The 1930s Lymington effort followed previous experiments on the South Downs in Sussex and again in Scotland, where the rocket exploded into pieces between the islands of Scarp and Harris, showering more than 1,000 letters below.

Mr Zucker’s idea was to sell stamps – but the likelihood of his post-rockets landing safely sparked concerns at the time about whether he was a genuine businessman or a “scallywag” aiming to get rich quick, said Mr Cuthill.

Rocket Post
Richard Browning flew by jetpack between Hurst Castle and Yarmouth (Photo: BBC)

To recreate the German’s vision, this summer the BBC arranged for a letter to be carried from Hurst Castle in Milford by jetpack by British inventor Richard Browning, of Salisbury-based Gravity Industries Ltd.

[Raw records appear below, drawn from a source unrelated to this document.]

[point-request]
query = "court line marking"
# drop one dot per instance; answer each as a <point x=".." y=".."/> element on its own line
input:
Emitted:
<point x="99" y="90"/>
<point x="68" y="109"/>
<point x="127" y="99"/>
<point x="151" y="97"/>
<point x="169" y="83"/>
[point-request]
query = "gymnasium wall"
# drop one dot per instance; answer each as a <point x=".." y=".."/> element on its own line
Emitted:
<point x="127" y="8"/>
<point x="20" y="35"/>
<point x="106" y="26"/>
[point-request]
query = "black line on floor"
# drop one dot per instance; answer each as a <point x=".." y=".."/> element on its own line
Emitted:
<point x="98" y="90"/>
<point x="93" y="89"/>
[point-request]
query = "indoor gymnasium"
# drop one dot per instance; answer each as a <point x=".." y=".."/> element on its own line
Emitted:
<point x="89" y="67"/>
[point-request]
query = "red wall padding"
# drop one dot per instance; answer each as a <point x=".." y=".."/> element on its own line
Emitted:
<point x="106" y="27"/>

Flying across the Solent, he carried a modern-day envelope addressed to the Lord-Lieutenant of the Isle of Wight, Susie Sheldon.

It even carried one of the original stamps created by Mr Zucker – which, to save him money, had come from the Scottish operation with the destination overprinted with the Isle of Wight.

The Royal Mail refused then to have anything to do with his Rocket Post which was judged to be a danger to the public, as well as posing a potential threat to its monopoly.

Mr Zucker is said later to have been arrested after leaving a load of gunpowder in a railway station cloakroom.

He was deported to Germany soon afterwards and reportedly served in the Luftwaffe during the Second World War.

The story will be told in full tonight (Monday) by Inside Out South on BBC1 at 7.30pm.